Preoperative predictors of prolonged ICU stay


    Annemiek Heijne1, Judith Van Waes2, Monika Kerckhoffs3


    1 Department of Intensive Care Medicine, Amsterdam OLVG, Amsterdam the Netherlands

    2 Department of Intensive Care Anesthesiology, University Medical Centre Utrecht, Utrecht University, Utrecht, the Netherlands

    3 Department of Intensive Care Medicine, University Medical Centre Utrecht, Utrecht University, Utrecht, the Netherlands


    Preoperative predictors of prolonged ICU stay

    Teaser: Een verlengde IC opname wordt geassocieerd met slechtere uitkomsten. Dit retrospectieve cohortonderzoek identificeert preoperatieve parameters die een verlengd verblijf op IC na electieve grote chirurgie voorspellen. Na logistische regressie analyse zijn onder andere multimorbiditeit, polyfarmacie en gastro-intestinale ingrepen geassocieerd met een verlengde IC opname. De aanwezigheid van deze parameters zou aanleiding kunnen vormen voor een multidisciplinaire preoperatieve evaluatie. 

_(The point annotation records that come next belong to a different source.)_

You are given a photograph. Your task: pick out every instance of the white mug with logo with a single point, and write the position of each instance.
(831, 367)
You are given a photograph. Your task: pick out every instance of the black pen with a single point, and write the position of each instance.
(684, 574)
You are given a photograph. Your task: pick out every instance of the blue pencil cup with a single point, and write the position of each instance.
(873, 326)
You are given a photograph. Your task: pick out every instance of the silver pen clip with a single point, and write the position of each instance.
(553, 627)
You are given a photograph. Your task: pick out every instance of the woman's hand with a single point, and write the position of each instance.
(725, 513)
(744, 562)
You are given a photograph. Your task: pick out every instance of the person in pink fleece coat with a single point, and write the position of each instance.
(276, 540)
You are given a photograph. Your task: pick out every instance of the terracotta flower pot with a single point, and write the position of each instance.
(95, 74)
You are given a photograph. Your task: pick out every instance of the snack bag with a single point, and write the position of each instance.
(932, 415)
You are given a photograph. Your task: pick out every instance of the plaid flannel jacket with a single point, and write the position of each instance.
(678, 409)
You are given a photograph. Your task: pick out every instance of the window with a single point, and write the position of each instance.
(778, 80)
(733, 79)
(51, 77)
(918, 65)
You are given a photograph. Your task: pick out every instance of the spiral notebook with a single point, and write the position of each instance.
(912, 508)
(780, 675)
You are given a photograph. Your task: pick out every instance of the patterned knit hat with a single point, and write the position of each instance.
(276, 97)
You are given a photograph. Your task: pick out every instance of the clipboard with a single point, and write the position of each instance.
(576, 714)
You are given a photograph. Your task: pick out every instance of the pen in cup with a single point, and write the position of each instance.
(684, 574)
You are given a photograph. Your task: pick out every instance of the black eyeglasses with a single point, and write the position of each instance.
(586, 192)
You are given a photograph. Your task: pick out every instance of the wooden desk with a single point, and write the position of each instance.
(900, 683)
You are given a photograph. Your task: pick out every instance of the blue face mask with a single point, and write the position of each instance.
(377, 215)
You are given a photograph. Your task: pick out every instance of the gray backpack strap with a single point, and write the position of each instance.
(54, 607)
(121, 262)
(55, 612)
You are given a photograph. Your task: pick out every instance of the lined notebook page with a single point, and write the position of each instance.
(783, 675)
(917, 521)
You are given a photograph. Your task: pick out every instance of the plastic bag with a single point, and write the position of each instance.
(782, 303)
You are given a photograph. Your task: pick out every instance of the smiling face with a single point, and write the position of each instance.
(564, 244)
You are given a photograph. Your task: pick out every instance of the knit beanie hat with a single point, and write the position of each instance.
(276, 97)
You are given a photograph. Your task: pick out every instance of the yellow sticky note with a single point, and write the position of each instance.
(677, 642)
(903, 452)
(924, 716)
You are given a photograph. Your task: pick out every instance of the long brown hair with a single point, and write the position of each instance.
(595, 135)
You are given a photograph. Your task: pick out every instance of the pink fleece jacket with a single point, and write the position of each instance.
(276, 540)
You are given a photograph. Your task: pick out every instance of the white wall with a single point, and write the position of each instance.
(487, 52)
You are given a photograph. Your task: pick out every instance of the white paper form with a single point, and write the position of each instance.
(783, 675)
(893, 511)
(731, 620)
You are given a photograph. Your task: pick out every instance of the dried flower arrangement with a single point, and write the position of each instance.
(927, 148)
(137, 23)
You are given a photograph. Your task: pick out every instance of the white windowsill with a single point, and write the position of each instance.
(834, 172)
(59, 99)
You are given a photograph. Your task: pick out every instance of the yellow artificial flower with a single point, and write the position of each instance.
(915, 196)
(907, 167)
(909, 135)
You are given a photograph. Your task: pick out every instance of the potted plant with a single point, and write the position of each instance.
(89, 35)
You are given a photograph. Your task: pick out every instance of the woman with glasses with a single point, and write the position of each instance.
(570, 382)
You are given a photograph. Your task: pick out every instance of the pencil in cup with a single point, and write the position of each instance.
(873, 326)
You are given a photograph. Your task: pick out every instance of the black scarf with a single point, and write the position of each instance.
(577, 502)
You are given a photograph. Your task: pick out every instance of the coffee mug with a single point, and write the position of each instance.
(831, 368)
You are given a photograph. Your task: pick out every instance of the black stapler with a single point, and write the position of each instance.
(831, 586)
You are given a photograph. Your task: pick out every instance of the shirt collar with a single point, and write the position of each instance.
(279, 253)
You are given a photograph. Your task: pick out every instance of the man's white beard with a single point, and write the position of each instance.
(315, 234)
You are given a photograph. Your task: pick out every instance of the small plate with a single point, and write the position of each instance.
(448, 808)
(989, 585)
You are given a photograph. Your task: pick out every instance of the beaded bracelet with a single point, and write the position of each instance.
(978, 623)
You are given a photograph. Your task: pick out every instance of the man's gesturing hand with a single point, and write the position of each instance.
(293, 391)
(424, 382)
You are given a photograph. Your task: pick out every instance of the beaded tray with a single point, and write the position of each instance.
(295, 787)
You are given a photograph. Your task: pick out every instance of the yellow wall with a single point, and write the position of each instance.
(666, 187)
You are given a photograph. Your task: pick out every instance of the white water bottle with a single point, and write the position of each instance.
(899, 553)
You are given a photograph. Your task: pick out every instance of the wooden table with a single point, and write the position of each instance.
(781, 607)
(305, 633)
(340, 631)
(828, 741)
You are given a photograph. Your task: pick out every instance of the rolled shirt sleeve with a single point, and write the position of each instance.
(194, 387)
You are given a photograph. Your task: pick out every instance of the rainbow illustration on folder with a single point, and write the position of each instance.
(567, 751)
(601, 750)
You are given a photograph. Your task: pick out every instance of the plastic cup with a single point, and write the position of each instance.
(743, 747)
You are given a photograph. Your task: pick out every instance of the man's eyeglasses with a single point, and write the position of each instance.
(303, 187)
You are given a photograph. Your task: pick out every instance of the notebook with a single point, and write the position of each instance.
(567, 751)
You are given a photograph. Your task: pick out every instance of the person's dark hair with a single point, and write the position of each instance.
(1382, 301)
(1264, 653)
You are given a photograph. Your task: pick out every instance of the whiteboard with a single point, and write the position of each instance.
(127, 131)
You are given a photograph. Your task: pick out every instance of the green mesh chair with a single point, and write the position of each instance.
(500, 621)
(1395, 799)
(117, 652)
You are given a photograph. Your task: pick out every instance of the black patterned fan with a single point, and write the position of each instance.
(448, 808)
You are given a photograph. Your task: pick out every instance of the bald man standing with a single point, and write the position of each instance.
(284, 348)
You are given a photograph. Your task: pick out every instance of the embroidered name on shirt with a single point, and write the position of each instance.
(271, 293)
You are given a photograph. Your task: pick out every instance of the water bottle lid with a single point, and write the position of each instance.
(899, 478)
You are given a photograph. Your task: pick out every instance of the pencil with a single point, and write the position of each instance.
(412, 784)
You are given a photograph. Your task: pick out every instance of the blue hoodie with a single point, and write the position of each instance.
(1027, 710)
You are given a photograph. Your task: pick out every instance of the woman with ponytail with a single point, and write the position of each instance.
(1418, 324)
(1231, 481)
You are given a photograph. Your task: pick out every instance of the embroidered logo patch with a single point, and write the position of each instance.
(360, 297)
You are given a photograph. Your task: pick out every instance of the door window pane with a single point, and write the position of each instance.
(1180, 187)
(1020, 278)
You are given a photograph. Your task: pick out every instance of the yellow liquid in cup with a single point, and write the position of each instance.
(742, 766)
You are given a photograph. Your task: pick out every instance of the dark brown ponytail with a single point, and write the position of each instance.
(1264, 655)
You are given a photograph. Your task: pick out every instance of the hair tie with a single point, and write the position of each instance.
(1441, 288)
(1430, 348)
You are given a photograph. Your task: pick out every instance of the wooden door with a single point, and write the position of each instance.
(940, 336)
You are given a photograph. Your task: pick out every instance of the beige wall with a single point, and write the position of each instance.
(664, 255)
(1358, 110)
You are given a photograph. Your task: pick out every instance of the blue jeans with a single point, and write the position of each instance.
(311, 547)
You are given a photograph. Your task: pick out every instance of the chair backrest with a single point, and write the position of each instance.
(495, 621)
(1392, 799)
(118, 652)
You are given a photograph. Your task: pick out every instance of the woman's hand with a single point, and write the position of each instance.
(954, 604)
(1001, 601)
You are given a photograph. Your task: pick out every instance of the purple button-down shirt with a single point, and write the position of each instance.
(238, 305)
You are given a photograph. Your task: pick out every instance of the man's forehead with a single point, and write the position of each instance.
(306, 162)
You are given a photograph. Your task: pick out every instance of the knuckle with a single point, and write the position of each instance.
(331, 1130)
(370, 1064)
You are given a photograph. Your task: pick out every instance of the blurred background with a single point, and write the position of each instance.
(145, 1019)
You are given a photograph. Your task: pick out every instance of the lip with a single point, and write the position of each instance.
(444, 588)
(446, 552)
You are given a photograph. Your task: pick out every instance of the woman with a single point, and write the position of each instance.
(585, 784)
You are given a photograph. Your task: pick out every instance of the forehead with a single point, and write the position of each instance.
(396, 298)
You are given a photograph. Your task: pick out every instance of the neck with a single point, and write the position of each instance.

    Background: Increasing numbers of high risk and older patients undergo major surgery, some of which require postoperative ICU care, either planned or unforeseen. Most patients leave the ICU within 48 hours. Though, some patients have prolonged ICU admission or require readmission after discharge, which is associated with poor outcomes.1,2 Therefore, identification of patients at high risk of prolonged ICU admission is pivotal in order to aid decision making on the benefit versus burden of a surgical procedure in high-risk patients. The aim of the present study was to determine preoperative predictors of prolonged ICU stay.

    Methods: This retrospective single centre cohort study included patients who underwent major elective surgery and who required postoperative ICU or PACU admission in 2019 at the University Medical Center Utrecht. Patients were excluded when they underwent lung- or heart transplantation or assist device cardiac surgery. Also patients in need of chronic mechanical ventilation or who objected to reuse of data in scientific research were excluded.

    The primary outcome was prolonged postoperative ICU stay, defined as >48 hours ICU admission after surgery. Secondary outcomes were unexpected postoperative ICU admission at any time during hospitalization and 30-day mortality. Logistic regression analysis was used to identify predictors.

    Results: In total 798 patients were included. Most patients were admitted after elective cardiothoracic surgery (n=496 (62%)), oncological surgery (n=102 (13%)) and neurosurgery (n=102 (15%)) (Table 1). Median length of ICU stay was 22 hours (IQR 19-59) and median length of hospital stay was 175 hours (IQR 140-286). 93 patients (12%) were admitted on the ICU >48 hours.

    Univariable analysis identified the revised cardiac risk index (RCRI), polypharmacy, preoperative hemoglobin, > 4 comorbidities, cerebral vascular accident (CVA), active alcohol drinking, cancer, obstructive sleep apnea (OSA) and gastrointestinal surgery as predictors of prolonged ICU stay (Table 2).

    In a multivariable model only polypharmacy, OSA and gastrointestinal surgery remained independent predictors.

    Conclusion: In conclusion, this study identified predictors of prolonged ICU stay after elective major surgery. In patients with one or more predictors, extensive multidisciplinary preoperative evaluation may be considered.


    1. Hermans G, et al. Five-year mortality and morbidity impact of prolonged versus brief ICU stay: a propensity score matched cohort study.  Thorax 2019;74:1037–1045.
    2. Moitra et al. Relationship Between ICU Length of Stay and Long-term Mortality for Elderly ICU Survivors. Crit Care Med. 2016 April ; 44(4): 655–662.